24 KiB
Upsilon Maintenance Manual. This document may be distributed under your choice of the GNU GPL v3.0 (or any later version), or under the CC BY-SA 4.0.
Introduction
This document is aimed at maintainers of this software who are not experienced programmers (in either software or hardware). Its goal is to contain any pertinent information to the devlopment process of Upsilon.
This manual is (hopefully) modular enough that you can just skip to the section you need without having to read the entire thing.
Organization of the Project
Upsilon uses LiteX and Linux for it's FPGA code. LiteX generates HDL and glues it together. It also forms the build system of the hardware portion of Upsilon. Linux is the kernel portion, which deals with communication between the computer that receives scan data and the hardware that is executing the scan.
LiteX further uses F4PGA to compile the HDL code. F4PGA is primarily made up of Yosys (synthesis) and nextpnr (place and route).
Required Knowledge
This document is written under the assumption that you are using Linux. You can make this work on other platforms but I don't know how to.
Verilog is critical for writing hardware. You should hopefully not have to write much of it.
The kernel is written in C. This C is different than C you have written before because it is running "freestanding."
You do not need to know about Linux kernel development. You will need to know the basics of ssh, vi, and how to use Unix as a user.
Tests are written in C++ and verilog. You will not have to write C++ unless you modify the Verilog files.
The macro processing language GNU m4 is used occasionally. You will
need to know how to use m4 if you modify the main base.v.m4
file
(e.g. adding more software-accessable ports).

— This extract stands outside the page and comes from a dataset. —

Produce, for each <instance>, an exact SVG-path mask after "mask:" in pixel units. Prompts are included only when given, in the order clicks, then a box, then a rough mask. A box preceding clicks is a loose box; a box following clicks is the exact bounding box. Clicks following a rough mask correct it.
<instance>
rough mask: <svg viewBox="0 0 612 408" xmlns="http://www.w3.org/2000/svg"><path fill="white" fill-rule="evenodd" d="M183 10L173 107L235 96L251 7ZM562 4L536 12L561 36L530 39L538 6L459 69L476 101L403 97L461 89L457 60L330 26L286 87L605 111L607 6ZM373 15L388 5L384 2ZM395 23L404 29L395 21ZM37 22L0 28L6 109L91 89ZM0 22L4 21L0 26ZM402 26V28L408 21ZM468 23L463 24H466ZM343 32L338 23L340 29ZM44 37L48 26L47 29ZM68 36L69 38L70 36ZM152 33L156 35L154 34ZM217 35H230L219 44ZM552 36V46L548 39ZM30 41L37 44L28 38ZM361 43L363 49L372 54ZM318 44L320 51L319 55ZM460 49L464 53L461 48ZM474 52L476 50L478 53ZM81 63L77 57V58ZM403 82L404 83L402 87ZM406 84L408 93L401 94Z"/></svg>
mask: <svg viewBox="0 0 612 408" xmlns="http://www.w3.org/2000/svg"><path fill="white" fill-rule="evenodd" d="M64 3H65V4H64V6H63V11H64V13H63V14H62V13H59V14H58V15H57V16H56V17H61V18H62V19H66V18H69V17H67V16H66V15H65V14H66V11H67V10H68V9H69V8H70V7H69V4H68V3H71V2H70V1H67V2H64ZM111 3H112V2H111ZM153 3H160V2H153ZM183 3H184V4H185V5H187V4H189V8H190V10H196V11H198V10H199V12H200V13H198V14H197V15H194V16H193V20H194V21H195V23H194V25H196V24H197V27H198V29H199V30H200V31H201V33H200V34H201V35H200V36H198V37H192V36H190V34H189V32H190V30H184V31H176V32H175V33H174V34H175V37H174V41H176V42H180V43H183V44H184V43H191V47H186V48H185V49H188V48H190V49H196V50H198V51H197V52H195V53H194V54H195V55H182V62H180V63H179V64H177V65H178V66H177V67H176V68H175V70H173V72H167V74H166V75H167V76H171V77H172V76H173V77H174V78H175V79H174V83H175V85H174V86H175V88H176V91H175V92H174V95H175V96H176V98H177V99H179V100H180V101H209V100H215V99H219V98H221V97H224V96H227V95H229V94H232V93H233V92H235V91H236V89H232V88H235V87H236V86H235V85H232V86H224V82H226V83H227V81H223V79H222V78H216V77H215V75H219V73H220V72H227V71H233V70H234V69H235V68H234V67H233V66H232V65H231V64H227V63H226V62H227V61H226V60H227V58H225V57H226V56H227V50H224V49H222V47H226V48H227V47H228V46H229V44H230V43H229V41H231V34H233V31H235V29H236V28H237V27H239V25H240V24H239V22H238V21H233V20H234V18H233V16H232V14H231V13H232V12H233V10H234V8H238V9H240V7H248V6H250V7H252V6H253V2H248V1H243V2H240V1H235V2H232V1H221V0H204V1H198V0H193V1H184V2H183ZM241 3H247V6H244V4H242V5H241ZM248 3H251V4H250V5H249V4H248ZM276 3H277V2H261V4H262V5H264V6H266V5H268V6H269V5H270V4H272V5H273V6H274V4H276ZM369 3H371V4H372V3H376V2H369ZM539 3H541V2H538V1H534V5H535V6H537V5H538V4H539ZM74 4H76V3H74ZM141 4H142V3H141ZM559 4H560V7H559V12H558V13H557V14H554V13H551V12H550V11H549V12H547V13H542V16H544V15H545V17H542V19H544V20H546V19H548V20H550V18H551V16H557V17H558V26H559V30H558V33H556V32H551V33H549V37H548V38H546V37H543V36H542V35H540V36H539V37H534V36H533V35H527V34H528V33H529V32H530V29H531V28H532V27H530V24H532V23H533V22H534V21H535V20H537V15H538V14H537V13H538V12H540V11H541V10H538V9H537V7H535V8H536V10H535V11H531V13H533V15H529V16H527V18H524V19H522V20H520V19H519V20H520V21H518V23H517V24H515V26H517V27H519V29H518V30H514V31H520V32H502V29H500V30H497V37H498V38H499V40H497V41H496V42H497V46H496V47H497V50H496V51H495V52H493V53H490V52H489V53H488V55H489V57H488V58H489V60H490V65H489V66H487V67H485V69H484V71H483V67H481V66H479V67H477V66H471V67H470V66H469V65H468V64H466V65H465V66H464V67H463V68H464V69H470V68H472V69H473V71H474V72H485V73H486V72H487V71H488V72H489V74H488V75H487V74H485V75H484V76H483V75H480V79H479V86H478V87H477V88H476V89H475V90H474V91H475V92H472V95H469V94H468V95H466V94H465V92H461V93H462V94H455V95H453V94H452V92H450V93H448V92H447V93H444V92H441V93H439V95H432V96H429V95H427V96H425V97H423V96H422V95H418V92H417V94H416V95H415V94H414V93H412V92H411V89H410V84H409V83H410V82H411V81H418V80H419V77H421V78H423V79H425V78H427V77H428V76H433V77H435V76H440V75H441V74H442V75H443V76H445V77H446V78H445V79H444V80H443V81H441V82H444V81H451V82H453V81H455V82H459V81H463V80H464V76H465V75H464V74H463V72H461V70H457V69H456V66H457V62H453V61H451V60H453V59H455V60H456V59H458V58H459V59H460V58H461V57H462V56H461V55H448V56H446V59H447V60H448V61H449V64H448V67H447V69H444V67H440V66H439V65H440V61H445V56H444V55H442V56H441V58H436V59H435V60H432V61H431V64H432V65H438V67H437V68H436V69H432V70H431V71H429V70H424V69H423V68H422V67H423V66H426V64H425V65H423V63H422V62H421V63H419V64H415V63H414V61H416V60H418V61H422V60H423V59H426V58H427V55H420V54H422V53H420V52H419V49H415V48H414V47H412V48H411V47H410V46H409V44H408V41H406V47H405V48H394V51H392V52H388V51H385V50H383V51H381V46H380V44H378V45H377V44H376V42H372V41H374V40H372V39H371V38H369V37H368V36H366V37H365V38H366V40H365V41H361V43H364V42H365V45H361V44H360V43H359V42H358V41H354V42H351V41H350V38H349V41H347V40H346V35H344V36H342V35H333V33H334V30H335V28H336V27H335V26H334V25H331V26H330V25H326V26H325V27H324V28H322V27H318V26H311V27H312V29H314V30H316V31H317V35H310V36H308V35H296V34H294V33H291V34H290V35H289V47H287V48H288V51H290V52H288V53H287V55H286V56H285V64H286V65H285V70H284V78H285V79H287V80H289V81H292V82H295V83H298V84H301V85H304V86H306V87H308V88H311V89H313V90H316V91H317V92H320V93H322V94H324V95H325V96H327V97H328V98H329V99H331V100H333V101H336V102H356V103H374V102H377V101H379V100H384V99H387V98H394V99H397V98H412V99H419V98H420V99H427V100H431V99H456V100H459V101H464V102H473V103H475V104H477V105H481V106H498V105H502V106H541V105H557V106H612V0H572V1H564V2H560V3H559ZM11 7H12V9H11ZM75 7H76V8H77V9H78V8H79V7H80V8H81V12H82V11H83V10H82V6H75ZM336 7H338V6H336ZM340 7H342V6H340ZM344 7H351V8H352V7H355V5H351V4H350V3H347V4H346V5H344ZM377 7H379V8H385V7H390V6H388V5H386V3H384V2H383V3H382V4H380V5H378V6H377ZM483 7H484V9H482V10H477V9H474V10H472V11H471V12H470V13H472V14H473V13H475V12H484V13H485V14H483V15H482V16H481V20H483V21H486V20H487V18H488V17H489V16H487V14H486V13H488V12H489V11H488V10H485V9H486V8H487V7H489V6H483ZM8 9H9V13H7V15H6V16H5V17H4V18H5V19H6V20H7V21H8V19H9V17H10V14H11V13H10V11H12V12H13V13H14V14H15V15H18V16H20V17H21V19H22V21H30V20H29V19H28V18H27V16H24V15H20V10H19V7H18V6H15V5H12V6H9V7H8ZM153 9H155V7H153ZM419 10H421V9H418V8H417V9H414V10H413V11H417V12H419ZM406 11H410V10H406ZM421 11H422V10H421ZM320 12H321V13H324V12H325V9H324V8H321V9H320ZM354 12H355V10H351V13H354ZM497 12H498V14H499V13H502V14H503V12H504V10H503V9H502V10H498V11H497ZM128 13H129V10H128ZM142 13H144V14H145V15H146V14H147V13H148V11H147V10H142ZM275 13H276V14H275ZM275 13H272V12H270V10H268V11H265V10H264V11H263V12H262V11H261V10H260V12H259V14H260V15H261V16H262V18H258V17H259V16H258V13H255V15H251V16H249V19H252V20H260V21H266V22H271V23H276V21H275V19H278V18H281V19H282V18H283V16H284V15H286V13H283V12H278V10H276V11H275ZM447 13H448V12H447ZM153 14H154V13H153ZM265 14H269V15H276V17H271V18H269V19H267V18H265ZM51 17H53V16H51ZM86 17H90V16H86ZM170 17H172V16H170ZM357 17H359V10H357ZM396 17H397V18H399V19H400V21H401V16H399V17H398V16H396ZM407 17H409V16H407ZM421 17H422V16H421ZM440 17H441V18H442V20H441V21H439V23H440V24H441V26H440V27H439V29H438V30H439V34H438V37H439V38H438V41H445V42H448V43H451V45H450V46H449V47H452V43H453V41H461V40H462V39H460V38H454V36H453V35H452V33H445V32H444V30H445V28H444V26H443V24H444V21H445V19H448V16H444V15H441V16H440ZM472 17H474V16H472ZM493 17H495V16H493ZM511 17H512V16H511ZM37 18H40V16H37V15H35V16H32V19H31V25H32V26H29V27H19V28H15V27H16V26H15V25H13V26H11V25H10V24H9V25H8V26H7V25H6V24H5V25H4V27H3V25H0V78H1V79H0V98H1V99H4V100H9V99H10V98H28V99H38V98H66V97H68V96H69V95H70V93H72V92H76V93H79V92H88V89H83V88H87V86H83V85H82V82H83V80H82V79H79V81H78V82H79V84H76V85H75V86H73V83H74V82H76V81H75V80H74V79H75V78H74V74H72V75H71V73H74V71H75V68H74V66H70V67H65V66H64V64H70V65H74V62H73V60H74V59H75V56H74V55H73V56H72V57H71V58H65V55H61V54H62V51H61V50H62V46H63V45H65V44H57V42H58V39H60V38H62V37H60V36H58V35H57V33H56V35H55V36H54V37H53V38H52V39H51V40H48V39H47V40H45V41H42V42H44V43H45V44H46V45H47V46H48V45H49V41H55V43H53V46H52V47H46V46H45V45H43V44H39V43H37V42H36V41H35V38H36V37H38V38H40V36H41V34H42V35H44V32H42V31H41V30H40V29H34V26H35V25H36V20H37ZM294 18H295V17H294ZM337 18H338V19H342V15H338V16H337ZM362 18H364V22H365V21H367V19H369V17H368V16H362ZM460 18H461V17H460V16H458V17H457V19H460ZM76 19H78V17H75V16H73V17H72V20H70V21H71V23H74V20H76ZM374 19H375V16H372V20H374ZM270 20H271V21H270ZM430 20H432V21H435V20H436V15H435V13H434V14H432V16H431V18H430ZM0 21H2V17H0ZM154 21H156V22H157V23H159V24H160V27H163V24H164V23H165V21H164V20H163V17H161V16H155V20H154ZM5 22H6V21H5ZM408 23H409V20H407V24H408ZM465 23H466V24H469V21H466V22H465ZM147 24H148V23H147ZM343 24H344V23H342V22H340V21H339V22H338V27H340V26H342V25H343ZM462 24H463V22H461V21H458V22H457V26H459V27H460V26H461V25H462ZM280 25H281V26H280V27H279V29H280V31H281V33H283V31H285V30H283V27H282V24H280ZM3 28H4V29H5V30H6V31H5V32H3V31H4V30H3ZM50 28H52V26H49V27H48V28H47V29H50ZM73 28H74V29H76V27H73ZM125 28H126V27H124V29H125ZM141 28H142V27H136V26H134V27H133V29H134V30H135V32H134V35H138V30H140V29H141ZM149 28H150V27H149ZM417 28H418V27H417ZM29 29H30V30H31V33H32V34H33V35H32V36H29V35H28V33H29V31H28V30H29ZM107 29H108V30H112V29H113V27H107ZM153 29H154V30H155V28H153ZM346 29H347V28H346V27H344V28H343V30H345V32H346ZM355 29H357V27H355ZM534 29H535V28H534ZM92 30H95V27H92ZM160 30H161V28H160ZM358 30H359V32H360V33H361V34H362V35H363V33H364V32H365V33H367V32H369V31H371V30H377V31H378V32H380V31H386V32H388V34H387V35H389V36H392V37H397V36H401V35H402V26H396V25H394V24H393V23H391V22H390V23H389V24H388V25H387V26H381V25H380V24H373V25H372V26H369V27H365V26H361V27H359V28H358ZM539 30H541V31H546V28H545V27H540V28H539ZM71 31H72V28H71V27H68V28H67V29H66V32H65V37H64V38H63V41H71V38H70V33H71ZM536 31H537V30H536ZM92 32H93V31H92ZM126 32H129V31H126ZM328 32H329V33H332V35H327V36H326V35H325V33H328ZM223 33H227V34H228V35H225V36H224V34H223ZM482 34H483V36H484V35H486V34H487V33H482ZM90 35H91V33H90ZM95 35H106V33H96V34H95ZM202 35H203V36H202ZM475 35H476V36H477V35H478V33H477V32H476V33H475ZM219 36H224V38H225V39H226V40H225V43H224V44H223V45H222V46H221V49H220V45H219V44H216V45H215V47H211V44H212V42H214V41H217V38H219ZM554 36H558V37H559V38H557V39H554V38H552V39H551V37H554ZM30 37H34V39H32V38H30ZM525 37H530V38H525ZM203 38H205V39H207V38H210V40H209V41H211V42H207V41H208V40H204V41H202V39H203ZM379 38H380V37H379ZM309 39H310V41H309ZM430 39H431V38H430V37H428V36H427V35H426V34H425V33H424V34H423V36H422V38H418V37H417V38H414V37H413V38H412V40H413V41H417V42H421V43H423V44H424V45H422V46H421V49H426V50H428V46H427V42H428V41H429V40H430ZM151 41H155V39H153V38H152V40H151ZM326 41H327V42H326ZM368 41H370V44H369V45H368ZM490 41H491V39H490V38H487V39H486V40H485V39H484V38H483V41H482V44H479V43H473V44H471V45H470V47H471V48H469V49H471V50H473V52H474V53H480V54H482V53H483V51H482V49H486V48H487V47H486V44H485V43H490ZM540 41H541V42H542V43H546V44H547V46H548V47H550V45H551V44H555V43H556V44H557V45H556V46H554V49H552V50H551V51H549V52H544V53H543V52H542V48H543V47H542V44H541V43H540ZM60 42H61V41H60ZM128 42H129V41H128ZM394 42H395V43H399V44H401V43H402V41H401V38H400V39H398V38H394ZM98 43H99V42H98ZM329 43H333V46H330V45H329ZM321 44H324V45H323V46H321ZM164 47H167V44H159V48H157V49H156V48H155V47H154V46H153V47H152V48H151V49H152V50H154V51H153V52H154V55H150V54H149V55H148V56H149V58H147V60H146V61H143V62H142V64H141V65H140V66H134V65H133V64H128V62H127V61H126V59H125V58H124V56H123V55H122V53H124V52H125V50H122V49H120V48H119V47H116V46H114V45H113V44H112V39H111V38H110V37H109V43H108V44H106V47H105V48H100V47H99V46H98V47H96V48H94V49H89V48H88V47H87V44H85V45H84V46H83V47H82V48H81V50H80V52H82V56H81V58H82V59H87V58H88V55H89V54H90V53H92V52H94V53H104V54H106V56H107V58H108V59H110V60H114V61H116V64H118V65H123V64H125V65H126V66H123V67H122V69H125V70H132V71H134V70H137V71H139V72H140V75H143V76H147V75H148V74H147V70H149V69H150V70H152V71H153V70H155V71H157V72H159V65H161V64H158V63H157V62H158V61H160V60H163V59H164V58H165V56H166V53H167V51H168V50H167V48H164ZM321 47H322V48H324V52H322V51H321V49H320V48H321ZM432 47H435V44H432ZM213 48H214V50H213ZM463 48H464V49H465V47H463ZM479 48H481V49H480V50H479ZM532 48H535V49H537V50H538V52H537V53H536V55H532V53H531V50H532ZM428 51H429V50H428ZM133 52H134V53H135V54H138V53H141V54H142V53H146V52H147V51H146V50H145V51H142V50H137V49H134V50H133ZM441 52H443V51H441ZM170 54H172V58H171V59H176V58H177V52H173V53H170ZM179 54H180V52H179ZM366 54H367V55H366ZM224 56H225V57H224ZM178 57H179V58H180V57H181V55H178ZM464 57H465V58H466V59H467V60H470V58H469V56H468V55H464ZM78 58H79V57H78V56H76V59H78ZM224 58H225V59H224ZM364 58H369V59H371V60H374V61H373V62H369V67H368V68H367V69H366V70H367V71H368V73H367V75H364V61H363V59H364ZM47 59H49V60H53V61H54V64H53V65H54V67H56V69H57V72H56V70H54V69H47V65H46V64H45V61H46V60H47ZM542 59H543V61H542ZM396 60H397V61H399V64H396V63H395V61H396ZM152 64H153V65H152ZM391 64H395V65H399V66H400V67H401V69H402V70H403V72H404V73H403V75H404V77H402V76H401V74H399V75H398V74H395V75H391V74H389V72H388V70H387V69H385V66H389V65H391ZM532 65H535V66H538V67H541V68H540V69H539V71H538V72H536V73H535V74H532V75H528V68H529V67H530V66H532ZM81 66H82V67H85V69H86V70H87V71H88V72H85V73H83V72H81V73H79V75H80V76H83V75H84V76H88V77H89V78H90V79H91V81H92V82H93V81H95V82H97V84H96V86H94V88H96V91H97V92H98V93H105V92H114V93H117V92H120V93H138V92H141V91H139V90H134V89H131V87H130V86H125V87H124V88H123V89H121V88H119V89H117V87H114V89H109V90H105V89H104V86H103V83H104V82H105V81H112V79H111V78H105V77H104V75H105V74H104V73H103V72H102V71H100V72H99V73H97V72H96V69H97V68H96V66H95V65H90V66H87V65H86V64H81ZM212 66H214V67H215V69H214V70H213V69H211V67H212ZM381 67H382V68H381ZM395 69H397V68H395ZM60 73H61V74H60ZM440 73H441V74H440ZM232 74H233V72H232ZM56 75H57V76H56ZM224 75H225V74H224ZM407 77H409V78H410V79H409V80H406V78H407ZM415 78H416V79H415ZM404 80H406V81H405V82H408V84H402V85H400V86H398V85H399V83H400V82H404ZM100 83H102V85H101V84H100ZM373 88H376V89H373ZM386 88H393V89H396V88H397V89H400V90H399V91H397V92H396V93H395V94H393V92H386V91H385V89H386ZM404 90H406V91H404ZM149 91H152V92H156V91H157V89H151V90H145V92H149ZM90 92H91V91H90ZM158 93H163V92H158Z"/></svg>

Python is used the SoC generator. The SoC generator uses a library called LiteX, which in turn uses migen. You do not need to know a lot about migen, but LiteX's documentation is poor so you will need to know some migen in order to read the code and understand how some modules work.
Compile Process
Although each component uses a different build system, you can run everything with
make
(compile everything in this folder)make clean
(clean up all compiled files)
Setting up the Toolchain
The toolchain is primarily designed around modern Linux. It may not work properly on Windows or MacOS. If you have access to a computational cluster (if you are at FSU physics, ask the Physics department) then you should set up the toolchain on their servers. You will be able to compile things on any computer with an internet connection.
F4PGA
- Clone F4PGA (if you want,
checkout commit
b6c5fff
, but you should try checking out master first) - Run
scripts/prepare_environment.sh
. Note that you will need to change the environment variable$F4PGA_INSTALL_DIR
if you do not have access to the default directory (which is root access). - Run
scripts/activate.sh
. If you run into problems, open the file and copy thesource
andconda
commands manually into your terminal. - Install meson and ninja through pip.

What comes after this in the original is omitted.